Konfigurationsoberfläche von Ruby on Rails verwenden:

Geben Sie die Parameter in der Konfigurationsoberfläche von Ruby on Rails an, wenn Sie das Framework von Ruby on Rails verwenden:

# Add this to config/environments/*.rb
Rails.application.configure do |config|
  # Stackdriver Logging specific parameters
  config.google_cloud.logging.project_id = "YOUR-PROJECT-ID"
  config.google_cloud.logging.keyfile    = "/path/to/service-account.json"
end

Sie können eine gemeinsame Konfiguration für alle Operations Suite-Gems von Google Cloud festlegen, wenn Sie Folgendes eingeben:

# Add this to config/environments/*.rb
Rails.application.configure do |config|
  # Stackdriver Shared parameters
  config.google_cloud.project_id = "YOUR-PROJECT-ID"
  config.google_cloud.keyfile    = "/path/to/service-account.json"
end

Logging ist standardmäßig aktiviert, wenn Rails im Produktionsmodus ausgeführt wird. Zur Aktivierung von Logging im Entwicklungsmodus fügen Sie Folgendes hinzu:

# Add this to config/environments/development.rb
Rails.application.configure do |config|
  config.google_cloud.use_logging = true
end

Konfigurationsoberfläche für Instrumentierung verwenden

Geben Sie die Parameter über die Konfigurationsoberfläche an, wenn sie in anderen rackbasierten Anwendungen verwendet werden:

require "google/cloud/logging"

Google::Cloud.configure do |config|
  # Stackdriver Logging specific parameters
  config.logging.project_id = "YOUR-PROJECT-ID"
  config.logging.keyfile    = "/path/to/service-account.json"
end

Sie können eine gemeinsame Konfiguration für alle Operations Suite-Gems von Google Cloud festlegen, wenn Sie Folgendes eingeben:

require "stackdriver"

Google::Cloud.configure do |config|
  # Stackdriver Shared parameters
  config.project_id = "YOUR-PROJECT-ID"
  config.keyfile    = "/path/to/service-account.json"
end

Logs ansehen

Nach der Bereitstellung können Sie die Logs in der Loganzeige der Cloud Console ansehen.

Zur Loganzeige

In der Loganzeige müssen Sie eine oder mehrere Ressourcen angeben. Die Auswahl der Ressourcen ist jedoch möglicherweise nicht offensichtlich. Hier sind ein paar Tipps für den Einstieg.

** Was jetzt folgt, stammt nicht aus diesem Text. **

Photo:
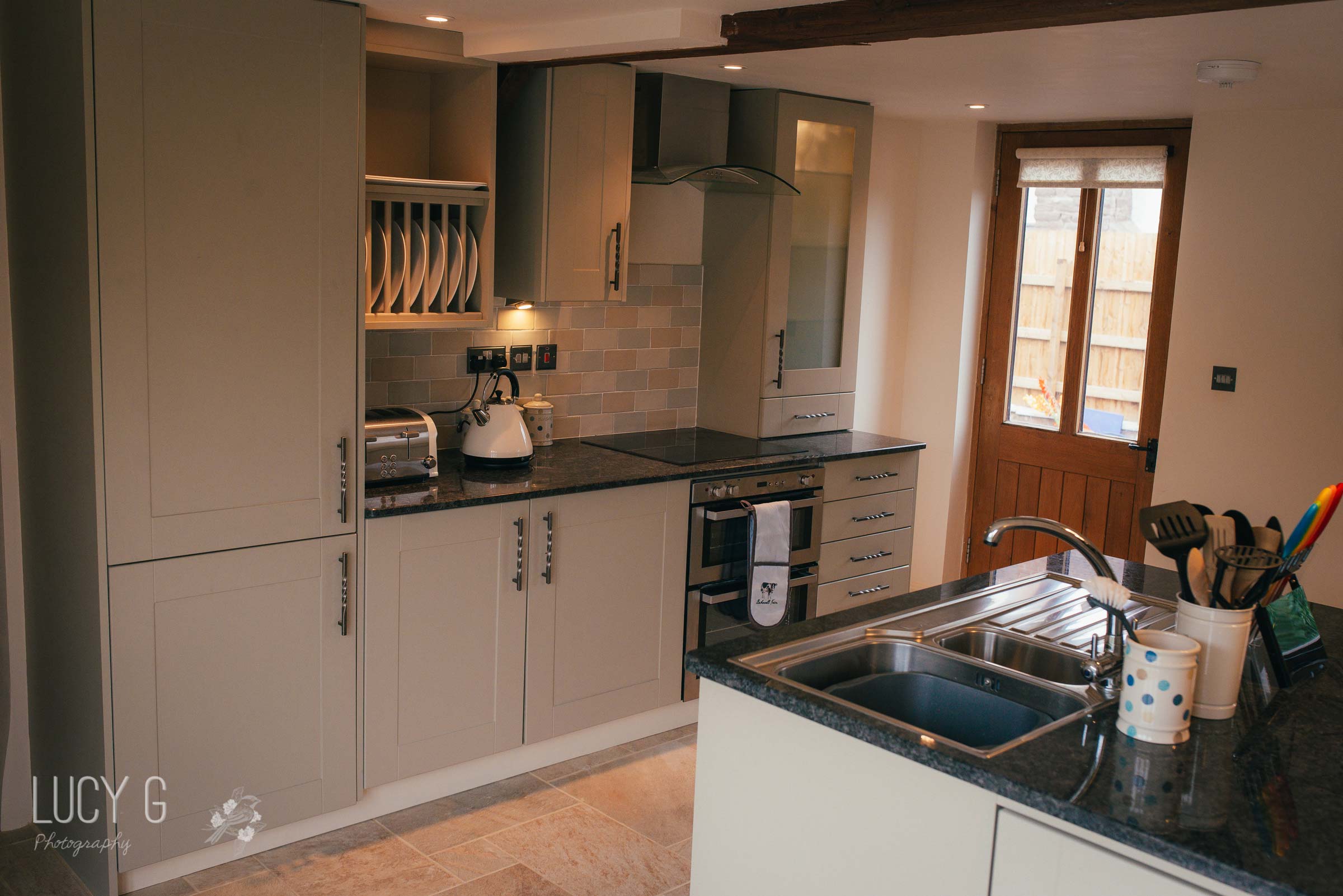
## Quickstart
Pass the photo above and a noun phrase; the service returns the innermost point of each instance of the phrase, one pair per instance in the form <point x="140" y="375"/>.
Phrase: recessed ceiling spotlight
<point x="1227" y="73"/>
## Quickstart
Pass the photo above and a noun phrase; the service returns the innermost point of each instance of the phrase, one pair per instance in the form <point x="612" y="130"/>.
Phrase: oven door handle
<point x="720" y="516"/>
<point x="810" y="578"/>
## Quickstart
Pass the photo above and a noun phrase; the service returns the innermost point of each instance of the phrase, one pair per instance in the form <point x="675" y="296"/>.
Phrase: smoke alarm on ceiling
<point x="1227" y="73"/>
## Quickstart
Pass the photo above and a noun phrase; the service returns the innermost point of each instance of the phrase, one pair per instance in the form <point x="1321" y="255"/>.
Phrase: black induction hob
<point x="685" y="447"/>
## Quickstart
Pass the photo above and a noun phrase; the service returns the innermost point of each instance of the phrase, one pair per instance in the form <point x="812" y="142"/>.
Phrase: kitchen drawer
<point x="871" y="475"/>
<point x="806" y="413"/>
<point x="867" y="516"/>
<point x="861" y="590"/>
<point x="857" y="556"/>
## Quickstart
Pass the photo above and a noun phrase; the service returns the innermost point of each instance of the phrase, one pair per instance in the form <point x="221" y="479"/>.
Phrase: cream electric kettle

  • Wenn Sie Ihre Anwendung für App Engine bereitstellen oder die App Engine-spezifischen Bibliotheken verwenden, setzen Sie die Ressource auf GAE-Anwendung.

  • Wenn Sie Ihre Anwendung auf der Compute Engine bereitstellen, setzen Sie die Ressource auf GCE-VM-Instanz.

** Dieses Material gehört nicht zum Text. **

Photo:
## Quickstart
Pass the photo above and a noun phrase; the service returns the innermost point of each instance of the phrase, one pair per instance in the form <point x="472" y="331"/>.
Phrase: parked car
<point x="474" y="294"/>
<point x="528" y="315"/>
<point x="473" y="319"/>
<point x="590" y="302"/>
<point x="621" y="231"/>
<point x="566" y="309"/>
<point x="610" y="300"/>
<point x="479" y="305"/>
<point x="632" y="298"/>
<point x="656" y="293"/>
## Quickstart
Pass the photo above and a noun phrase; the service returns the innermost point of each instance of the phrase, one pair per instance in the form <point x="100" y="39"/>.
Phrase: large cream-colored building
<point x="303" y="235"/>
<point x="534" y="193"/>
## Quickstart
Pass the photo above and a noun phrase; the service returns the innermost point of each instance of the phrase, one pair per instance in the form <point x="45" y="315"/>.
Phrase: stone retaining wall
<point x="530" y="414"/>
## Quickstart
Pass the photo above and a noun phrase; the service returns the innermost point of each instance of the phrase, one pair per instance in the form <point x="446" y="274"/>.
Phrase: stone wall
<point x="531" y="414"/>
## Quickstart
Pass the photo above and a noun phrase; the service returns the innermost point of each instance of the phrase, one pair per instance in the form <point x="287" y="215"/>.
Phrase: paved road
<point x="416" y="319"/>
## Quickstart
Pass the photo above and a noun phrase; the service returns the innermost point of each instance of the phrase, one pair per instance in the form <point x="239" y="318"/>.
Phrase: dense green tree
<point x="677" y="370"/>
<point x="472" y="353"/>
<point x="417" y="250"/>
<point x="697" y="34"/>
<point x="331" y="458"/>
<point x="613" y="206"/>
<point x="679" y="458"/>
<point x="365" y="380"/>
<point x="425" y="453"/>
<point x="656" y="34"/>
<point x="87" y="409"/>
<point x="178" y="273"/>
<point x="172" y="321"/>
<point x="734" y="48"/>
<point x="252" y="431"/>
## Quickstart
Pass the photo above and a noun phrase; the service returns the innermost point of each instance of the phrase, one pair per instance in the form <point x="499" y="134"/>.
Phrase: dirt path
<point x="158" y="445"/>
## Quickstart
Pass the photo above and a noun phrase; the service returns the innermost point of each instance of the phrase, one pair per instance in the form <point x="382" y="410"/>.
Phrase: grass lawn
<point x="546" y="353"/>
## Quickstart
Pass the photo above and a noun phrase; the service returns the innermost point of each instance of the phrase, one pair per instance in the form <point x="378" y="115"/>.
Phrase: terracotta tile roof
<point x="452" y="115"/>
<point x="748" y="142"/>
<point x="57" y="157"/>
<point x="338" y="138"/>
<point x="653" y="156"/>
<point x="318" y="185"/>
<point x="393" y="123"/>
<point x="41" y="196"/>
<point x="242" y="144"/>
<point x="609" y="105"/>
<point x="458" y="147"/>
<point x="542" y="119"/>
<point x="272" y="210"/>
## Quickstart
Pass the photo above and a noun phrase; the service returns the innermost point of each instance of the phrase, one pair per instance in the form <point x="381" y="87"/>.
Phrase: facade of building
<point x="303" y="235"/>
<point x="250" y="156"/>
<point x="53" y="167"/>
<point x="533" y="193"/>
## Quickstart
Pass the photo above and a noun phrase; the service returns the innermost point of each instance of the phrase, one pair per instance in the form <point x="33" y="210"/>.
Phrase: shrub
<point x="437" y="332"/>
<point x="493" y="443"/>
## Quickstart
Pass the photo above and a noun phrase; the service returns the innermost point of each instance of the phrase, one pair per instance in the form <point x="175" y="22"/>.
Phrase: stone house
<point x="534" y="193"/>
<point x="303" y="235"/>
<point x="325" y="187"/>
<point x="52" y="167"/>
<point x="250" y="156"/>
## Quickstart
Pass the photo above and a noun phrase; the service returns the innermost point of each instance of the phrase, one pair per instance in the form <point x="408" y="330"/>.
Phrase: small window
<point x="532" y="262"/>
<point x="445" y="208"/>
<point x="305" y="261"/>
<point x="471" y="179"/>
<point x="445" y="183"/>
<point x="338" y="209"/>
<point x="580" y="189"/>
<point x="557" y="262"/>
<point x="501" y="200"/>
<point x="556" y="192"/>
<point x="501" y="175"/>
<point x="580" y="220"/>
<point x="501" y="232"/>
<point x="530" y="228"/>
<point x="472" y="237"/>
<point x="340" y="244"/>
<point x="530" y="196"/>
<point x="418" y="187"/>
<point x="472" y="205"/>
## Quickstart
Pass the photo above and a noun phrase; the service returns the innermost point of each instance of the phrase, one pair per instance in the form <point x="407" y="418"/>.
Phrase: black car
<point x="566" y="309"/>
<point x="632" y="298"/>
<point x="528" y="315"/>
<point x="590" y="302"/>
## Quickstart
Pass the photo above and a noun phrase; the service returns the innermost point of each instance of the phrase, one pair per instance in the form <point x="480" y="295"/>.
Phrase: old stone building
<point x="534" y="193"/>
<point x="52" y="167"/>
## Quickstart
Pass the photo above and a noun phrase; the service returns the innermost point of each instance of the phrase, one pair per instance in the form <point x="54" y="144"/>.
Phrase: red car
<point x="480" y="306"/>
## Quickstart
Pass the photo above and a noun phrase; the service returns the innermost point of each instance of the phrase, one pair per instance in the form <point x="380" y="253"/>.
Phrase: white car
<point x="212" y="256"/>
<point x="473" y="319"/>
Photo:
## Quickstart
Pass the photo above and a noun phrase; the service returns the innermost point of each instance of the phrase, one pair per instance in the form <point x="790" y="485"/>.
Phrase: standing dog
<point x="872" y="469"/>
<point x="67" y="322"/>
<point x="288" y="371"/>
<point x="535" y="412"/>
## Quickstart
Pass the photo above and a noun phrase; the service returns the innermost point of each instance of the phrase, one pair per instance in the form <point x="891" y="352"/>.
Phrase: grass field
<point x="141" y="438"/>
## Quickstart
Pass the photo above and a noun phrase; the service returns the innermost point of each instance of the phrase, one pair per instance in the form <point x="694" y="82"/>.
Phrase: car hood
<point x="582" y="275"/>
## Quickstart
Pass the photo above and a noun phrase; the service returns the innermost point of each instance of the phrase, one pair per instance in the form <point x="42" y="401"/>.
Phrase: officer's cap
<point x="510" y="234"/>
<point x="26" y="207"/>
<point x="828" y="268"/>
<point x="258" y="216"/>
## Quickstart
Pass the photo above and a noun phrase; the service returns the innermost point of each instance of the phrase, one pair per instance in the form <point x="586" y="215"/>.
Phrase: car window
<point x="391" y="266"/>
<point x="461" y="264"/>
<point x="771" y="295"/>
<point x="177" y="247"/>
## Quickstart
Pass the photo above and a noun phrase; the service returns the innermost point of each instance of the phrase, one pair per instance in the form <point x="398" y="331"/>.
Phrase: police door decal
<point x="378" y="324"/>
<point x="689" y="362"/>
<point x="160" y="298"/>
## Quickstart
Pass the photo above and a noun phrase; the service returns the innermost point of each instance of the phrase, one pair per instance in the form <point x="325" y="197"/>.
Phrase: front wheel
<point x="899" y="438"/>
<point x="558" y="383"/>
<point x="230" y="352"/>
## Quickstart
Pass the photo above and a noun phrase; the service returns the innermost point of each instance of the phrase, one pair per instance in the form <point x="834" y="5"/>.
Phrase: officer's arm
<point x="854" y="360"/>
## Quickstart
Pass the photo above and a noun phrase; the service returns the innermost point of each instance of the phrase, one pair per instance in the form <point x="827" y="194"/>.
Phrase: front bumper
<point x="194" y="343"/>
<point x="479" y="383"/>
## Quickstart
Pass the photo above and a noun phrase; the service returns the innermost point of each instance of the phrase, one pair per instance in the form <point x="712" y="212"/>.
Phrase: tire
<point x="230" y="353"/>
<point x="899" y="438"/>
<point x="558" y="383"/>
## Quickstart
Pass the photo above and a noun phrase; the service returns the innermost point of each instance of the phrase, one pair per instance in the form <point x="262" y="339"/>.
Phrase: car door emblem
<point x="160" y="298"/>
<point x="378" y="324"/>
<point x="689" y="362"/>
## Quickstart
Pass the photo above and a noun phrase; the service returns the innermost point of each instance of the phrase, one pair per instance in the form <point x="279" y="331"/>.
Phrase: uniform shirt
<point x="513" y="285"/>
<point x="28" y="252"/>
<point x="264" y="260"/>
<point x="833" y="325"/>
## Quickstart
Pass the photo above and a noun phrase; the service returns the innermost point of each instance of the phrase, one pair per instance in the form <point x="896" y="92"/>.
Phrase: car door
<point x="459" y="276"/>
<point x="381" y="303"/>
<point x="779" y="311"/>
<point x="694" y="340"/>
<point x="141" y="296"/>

  • Wenn Sie Ihre Anwendung in Google Kubernetes Engine bereitstellen, wird der Ressourcentyp der Logeinträge von der Logging-Konfiguration Ihres Clusters bestimmt. Weitere Informationen zur Legacy-Operations-Suite von Google Cloud und zu den Kubernetes Monitoring-Lösungen der Operations-Suite von Google Cloud sowie zu deren Auswirkungen auf den Ressourcentyp finden Sie unter Zu Kubernetes Engine Monitoring migrieren.

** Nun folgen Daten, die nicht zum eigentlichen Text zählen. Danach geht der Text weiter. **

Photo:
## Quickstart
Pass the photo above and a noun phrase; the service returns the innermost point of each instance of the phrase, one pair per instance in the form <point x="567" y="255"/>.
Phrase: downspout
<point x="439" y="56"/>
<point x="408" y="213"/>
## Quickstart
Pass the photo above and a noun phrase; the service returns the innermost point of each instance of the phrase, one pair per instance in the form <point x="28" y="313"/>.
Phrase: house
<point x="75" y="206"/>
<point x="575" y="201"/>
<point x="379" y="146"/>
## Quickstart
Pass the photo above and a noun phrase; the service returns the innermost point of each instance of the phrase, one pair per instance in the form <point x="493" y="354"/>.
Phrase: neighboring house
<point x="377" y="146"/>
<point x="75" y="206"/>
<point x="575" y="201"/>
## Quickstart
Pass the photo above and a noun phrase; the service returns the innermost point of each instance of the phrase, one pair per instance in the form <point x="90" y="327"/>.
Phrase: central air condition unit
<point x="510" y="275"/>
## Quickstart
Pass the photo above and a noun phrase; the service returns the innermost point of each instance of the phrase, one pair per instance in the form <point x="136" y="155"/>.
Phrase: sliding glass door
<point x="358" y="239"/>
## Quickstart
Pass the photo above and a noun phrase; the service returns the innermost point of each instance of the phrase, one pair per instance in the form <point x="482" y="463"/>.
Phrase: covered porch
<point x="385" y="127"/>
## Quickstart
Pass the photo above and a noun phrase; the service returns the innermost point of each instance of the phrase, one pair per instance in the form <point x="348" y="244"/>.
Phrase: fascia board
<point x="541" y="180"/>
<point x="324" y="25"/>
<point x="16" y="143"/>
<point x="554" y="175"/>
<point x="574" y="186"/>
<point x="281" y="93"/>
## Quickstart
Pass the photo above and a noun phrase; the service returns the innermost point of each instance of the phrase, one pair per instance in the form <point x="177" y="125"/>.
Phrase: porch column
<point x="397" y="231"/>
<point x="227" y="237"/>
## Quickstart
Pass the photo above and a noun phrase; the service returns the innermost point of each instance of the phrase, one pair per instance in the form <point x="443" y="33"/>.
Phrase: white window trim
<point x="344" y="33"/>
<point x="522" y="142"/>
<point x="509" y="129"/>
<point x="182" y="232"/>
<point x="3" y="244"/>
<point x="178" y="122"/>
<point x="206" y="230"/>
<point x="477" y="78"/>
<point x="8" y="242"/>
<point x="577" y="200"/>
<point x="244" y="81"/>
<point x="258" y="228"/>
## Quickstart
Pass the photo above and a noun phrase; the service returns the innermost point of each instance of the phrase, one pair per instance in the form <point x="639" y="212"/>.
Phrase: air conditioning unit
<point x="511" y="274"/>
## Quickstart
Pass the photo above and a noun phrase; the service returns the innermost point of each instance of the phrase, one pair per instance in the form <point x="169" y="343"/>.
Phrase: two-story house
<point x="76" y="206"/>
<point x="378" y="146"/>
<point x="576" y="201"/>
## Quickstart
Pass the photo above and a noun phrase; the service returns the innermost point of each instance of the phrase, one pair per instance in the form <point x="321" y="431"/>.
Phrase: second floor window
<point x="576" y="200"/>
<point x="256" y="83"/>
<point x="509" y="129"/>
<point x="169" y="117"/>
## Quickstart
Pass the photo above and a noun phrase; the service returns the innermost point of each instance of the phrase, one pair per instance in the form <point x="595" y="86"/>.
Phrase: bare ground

  • Wenn Ihre Anwendung die Cloud Logging API direkt nutzt, ist die Ressource von der API und Ihrer Konfiguration abhängig. Sie können in Ihrer Anwendung zum Beispiel eine Ressource individuell festlegen oder eine Standardressource verwenden.

  • Wenn in der Loganzeige keine Logs zu sehen sind, wechseln Sie zum erweiterten Abfragemodus und verwenden Sie eine leere Abfrage, um alle Logeinträge zu sehen.

    1. Klicken Sie oben in der Loganzeige auf Menü (▾) und wählen Sie In erweiterten Filter umwandeln aus, um zum erweiterten Abfragemodus zu wechseln.
    2. Löschen Sie den Inhalt, der im Filterfeld angezeigt wird.
    3. Klicken Sie auf Filter senden.

    Sie können die einzelnen Einträge prüfen, um Ihre Ressourcen zu identifizieren.

Weitere Informationen finden Sie unter Logs ansehen und Erweiterte Logabfragen.